Over the past three decades, Homer Walker has established himself as a world leader in the numerical solution of large nonlinear systems of equations. His highly influential work covers Newton methods, inexact Newton methods, and Newton-Krylov methods. He has made foundational contributions in the convergence theory of inexact Newton methods, the robust and efficient numerical implementation of these methods, and the development of related computational software.

Professor Walker has pioneered in a number of major developments over the years. His papers with J. E. Dennis in the 1980s were the first to explain the success of quasi-Newton methods applied to the solution of nonlinear systems. They led to an explosion of work on these methods that persisted for over 10 years. Dennis gives Walker primary credit for this breakthrough. As he writes, "I feel that I contributed to the final forms of the proofs but Homer is the originator. It was his idea to use the projections in the proofs and his expertise accomplished it."

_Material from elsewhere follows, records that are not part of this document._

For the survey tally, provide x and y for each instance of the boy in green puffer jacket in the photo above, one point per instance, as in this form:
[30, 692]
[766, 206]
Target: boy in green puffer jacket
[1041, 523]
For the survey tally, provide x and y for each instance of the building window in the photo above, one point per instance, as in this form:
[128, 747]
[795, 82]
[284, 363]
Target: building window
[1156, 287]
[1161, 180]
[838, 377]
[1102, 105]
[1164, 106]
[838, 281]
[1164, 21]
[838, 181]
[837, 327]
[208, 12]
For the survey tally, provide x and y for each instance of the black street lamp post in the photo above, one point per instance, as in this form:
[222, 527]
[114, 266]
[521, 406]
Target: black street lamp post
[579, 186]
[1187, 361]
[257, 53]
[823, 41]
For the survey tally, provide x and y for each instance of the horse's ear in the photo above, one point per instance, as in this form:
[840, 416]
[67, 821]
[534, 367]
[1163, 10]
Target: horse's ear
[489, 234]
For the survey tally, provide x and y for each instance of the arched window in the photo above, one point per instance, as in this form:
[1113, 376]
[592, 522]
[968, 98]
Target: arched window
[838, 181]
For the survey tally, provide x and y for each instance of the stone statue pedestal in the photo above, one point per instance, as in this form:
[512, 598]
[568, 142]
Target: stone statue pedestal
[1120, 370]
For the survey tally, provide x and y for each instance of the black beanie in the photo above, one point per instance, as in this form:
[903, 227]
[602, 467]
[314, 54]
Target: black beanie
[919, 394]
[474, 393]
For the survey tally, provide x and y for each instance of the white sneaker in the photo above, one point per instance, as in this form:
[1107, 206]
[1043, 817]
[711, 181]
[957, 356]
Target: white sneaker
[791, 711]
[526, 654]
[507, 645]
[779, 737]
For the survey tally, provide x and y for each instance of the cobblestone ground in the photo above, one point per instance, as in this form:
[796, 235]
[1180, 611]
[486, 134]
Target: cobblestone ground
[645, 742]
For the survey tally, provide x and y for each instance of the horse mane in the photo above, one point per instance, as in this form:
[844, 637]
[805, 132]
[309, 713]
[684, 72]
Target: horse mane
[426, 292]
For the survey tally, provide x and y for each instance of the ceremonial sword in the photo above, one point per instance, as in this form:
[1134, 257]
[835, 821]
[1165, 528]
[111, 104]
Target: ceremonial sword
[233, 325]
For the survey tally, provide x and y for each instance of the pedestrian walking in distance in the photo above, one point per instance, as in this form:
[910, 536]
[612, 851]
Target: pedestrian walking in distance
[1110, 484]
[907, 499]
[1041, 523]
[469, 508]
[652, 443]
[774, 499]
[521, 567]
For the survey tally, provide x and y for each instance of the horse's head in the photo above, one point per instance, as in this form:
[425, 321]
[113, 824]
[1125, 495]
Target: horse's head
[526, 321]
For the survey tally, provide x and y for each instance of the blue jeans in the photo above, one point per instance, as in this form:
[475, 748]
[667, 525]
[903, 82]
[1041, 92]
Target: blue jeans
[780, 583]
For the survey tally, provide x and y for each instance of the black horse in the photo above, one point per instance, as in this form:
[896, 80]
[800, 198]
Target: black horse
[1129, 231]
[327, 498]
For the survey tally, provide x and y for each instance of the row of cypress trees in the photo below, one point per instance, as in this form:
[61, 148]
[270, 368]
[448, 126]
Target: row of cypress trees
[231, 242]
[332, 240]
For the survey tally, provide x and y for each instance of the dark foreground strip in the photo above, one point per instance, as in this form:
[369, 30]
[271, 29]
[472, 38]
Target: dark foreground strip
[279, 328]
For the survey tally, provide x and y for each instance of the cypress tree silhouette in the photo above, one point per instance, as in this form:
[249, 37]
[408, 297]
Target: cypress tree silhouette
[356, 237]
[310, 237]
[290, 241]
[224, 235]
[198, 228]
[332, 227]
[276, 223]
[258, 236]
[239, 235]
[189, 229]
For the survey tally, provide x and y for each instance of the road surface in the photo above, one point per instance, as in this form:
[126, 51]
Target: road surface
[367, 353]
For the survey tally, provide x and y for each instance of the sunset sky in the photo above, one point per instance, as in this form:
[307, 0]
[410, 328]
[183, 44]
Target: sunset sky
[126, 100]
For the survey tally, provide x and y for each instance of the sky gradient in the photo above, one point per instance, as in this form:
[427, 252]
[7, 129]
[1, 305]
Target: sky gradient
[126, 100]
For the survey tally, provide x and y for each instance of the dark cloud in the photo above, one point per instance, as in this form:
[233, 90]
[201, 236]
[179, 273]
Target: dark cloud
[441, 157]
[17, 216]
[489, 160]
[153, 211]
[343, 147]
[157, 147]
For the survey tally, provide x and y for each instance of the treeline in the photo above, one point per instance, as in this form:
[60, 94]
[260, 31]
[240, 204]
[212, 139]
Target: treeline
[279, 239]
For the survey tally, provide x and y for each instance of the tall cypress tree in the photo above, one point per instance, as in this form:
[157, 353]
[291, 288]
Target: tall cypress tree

In the 1990s computational mathematics research moved to the analysis and implementation of Newton-Krylov methods and as a professor from a major research university states "Homer was a leader in this transition." His main contributions are related to the Generalized Minimal Residual (GMRES) method introduced in the late 1980s. GMRES is today perhaps among the most widely used methods for the solution of large systems. While visiting Yale, Professor Walker collaborated with Stanley Eisenstat to develop the Eisenstat-Walker criterion, one of the most influential root-finding strategies for the large-scale solution of implicit partial differential equations since the Armijo conditions. This criterion has been implemented in important codes such as the KINSOL at Lawrence Livermore National Laboratory and the PETSc at Argonne Laboratory that have been downloaded by computational scientists and engineers around the globe.

Professor Walker's 10-year collaboration with Sandia National Laboratories has helped develop the new NOX (nonlinear solutions methods package). A leading scientist at Sandia states that "Homer's work has had a profound influence at Sandia. NOX is critical to our own infrastructure and also is positioned to become one of the premier numerical solution libraries in this important area." The methods and software that implement these techniques have already been applied to complex problems in chemically reacting flow, electric circuit analysis, semiconductor device simulations, compressible aerodynamic, free-surface flows and magneto-hydrodynamics.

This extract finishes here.